News

MPs come to visit – our manager’s thoughts

16th February 2019

Annette Smith and Joanna Young at Morecambe Bay Foodbank

Last week two MPs, Heidi Allen and Frank Field came to our Foodbank to meet with over 60 people all of whom are either working to help people experiencing poverty or who have been experiencing tough times and wanted to share their stories.

Here’s her powerful article about that day.

 

In The Room

My current favourite song on my playlist is ‘In the room’, from the musical Hamilton. One of its many lyrics is: I’ve got to be in the room where it happens.

Last Thursday here at the Foodbank, we played host to two MPs, Heidi Allen and Frank Field, who came to listen to us, here in Morecambe, and to hear our stories.

They were asked to listen with attention and report back accurately and with a responsibility to recognise that our voices are a representation of what is being repeated and what is all too common across our country.

Okay, so it seems that Morecambe and its pesky Foodbank is in the media yet again!
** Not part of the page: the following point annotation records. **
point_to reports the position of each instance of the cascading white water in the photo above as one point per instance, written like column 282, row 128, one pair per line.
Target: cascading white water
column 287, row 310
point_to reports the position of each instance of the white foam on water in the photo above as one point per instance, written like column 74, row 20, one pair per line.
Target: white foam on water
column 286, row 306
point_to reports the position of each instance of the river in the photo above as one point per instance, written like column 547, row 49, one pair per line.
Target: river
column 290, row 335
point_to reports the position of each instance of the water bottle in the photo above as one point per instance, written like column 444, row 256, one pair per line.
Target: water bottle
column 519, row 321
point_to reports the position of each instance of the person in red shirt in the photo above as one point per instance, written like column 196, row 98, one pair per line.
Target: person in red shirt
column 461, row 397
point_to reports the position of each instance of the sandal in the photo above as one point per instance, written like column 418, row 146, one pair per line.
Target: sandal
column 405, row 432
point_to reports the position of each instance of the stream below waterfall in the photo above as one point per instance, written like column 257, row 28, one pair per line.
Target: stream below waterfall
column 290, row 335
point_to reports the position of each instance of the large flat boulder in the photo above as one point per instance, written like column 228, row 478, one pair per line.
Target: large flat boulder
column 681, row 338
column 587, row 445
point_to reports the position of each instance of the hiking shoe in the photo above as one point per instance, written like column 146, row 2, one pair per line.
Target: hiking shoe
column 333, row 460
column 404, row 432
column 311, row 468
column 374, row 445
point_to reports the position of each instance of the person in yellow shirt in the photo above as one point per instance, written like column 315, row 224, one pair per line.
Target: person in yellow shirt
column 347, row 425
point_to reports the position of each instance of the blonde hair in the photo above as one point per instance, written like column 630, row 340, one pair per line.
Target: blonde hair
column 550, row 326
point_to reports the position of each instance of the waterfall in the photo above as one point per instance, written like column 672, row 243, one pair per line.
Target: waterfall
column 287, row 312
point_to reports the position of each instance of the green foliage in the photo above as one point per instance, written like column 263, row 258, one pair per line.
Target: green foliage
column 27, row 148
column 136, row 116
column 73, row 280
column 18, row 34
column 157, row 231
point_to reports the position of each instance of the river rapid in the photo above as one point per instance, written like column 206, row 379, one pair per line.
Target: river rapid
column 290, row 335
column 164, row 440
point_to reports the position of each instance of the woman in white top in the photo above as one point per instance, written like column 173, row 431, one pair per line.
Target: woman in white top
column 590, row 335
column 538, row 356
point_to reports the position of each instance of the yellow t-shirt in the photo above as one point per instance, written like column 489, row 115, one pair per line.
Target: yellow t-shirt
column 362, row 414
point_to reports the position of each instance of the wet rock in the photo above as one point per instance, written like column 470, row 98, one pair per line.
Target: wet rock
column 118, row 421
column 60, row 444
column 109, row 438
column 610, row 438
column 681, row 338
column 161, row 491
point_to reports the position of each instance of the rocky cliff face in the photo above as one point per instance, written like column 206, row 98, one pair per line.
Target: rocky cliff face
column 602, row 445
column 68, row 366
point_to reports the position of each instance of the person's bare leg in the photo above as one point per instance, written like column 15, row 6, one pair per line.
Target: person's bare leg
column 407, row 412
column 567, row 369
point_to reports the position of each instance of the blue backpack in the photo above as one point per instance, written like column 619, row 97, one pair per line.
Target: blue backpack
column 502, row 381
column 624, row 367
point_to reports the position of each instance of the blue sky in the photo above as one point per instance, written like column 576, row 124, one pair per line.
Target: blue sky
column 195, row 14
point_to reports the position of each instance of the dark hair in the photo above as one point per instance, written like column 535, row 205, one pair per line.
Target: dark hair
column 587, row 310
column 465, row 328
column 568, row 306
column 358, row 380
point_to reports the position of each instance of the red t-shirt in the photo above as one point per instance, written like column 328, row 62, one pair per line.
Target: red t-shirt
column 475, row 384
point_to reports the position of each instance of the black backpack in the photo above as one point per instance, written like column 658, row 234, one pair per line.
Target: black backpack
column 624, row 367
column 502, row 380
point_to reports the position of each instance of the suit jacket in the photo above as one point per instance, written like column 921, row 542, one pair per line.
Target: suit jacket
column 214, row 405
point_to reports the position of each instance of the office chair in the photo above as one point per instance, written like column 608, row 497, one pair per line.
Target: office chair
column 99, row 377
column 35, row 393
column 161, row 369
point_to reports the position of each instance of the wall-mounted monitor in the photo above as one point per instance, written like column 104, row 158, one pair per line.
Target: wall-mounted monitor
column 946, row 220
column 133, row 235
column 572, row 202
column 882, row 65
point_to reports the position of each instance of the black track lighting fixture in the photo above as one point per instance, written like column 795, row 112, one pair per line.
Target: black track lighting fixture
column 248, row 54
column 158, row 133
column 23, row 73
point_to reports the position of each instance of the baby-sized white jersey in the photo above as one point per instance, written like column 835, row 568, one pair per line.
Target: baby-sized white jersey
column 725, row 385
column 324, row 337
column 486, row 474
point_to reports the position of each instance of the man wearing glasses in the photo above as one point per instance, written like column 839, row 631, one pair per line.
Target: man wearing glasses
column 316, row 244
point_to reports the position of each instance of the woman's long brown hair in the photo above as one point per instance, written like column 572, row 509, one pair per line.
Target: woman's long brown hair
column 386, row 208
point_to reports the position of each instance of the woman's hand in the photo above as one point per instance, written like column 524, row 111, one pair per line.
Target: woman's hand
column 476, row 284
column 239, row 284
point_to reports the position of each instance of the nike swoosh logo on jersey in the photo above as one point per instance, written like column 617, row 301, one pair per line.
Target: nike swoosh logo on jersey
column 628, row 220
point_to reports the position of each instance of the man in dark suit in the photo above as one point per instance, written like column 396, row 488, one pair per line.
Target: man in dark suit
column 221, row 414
However, it’s because members of this community are brave, proud, able and willing to say: “look at us and look at what we represent”. We are not afraid of showing ourselves as vulnerable and that’s because we are secure in one key thing and that is each other and the strength of our community.

Not only do we have incredible support from the agencies who work with us, under ever increasing pressure) such as The Well, Homestart, CAB, West End Impact and The Olive Branch to name but a few, but most importantly we have each other.

The staff and volunteers who work within these organisations. Our families, our neighbours, our school teachers, our children’s services, our local businesses – I can’t name them all, but what stands out is that we all stand together. Between us we demonstrate and we shout ‘We get it, and we are here to catch you’.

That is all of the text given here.